For the right guest, yes — unreservedly. The Art Deco character, boutique scale, Le Magritte Bar, and the singular ROOM by Sir Antony Gormley make The Beaumont one of the most distinctive five-star hotels in London. If design, atmosphere, and personalised service matter to you, the pricing reflects genuine value. If you're primarily concerned with room size or spa facilities, there are better-suited alternatives at the same price point.

Who owns The Beaumont hotel London? +

The Beaumont was founded by hotelier Jimmy Lahoud in partnership with restaurateurs Chris Corbin and Jeremy King, the team behind The Wolseley, The Delaunay, and other celebrated London dining institutions. The hotel opened in 2014 and remains an independently owned boutique property.

How many rooms does The Beaumont have? +

The Beaumont has 73 rooms and suites in total, ranging from Classic Rooms through to the extraordinary ROOM by Sir Antony Gormley. This boutique scale is central to the hotel's identity — it's what makes genuinely personalised service possible.

What is ROOM by Antony Gormley? +

ROOM is a unique hotel suite designed by Sir Antony Gormley, one of Britain's foremost contemporary artists. From the exterior, it appears as a crouching human figure in dark metal attached to the hotel's façade. Inside, the space is carved into and around the sculptural form, creating an intimate, unconventional sleeping environment unlike any other hotel room in London. It books out well in advance.

Is The Beaumont pet-friendly? +

Yes, The Beaumont is pet-friendly. Guests travelling with dogs are welcome. It's advisable to contact the reservations team directly at the time of booking to confirm specific arrangements and suitable room types.

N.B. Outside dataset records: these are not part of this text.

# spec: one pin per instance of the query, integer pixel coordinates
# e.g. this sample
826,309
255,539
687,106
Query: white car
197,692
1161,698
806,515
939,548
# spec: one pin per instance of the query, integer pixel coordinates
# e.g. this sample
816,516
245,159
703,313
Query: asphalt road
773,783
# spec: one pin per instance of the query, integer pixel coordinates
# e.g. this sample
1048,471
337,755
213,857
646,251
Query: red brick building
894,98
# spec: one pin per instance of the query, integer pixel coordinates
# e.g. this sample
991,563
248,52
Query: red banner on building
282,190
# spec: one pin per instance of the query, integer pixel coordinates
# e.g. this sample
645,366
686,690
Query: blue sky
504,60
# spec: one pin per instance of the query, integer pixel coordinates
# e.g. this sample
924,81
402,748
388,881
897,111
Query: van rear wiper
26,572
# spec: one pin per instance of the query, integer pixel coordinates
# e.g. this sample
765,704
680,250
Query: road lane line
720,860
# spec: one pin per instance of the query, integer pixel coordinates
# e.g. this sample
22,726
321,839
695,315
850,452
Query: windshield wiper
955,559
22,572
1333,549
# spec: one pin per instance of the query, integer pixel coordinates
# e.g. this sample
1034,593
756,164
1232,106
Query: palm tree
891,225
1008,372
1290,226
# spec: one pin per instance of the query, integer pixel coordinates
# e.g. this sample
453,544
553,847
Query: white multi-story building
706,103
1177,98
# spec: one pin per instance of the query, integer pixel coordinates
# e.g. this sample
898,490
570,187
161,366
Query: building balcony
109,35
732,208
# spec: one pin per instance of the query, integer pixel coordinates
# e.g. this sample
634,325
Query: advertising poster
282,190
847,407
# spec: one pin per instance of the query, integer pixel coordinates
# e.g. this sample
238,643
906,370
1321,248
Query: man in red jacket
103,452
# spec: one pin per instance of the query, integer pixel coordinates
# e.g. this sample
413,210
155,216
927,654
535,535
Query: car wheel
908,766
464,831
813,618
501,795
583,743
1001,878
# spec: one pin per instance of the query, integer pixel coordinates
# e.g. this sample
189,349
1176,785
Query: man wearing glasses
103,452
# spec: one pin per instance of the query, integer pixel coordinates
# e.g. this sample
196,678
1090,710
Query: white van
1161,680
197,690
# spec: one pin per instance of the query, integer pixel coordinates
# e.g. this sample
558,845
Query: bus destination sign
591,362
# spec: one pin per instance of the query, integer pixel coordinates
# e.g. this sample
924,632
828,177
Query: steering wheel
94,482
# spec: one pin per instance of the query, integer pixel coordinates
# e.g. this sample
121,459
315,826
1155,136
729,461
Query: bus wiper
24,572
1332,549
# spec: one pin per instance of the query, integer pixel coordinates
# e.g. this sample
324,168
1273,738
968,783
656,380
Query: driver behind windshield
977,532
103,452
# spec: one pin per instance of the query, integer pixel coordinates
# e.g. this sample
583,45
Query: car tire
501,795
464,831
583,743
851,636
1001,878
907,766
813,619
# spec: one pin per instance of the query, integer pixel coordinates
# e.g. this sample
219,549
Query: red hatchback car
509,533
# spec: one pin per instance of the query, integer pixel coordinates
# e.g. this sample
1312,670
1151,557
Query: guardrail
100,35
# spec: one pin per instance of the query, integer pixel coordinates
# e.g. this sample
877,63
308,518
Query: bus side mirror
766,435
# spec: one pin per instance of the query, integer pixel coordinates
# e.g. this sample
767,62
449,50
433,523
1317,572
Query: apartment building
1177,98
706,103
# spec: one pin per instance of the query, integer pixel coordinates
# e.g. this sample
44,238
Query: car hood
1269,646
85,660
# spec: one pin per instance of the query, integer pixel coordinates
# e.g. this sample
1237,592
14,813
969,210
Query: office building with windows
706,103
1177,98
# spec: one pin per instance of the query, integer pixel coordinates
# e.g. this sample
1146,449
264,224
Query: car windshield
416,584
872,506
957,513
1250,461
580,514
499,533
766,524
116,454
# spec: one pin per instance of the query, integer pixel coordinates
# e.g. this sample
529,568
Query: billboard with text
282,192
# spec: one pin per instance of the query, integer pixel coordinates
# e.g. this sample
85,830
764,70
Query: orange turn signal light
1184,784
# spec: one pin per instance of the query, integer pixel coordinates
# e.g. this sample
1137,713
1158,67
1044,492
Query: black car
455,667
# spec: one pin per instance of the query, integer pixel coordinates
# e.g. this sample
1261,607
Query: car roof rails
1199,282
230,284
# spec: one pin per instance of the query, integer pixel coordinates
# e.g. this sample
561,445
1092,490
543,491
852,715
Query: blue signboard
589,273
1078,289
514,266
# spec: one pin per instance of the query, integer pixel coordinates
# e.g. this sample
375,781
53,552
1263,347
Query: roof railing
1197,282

How far is The Beaumont from Bond Street tube? +

The Beaumont is approximately three minutes' walk from Bond Street underground station, which serves the Central and Jubilee lines. Bond Street is also on the Elizabeth line, providing a direct connection to Heathrow Airport in approximately thirty minutes — making the hotel exceptionally well-placed for international arrivals.

What restaurants are at The Beaumont London? +

The Beaumont has a full dining ecosystem: Rosi (the main restaurant, European brasserie style), Le Magritte Bar (cocktails, bar food, and one of Mayfair's finest hotel bar atmospheres), The Gatsby Room (afternoon tea and private dining), and Pearl (an intimate lounge bar). All dining venues are open to non-residents as well as hotel guests.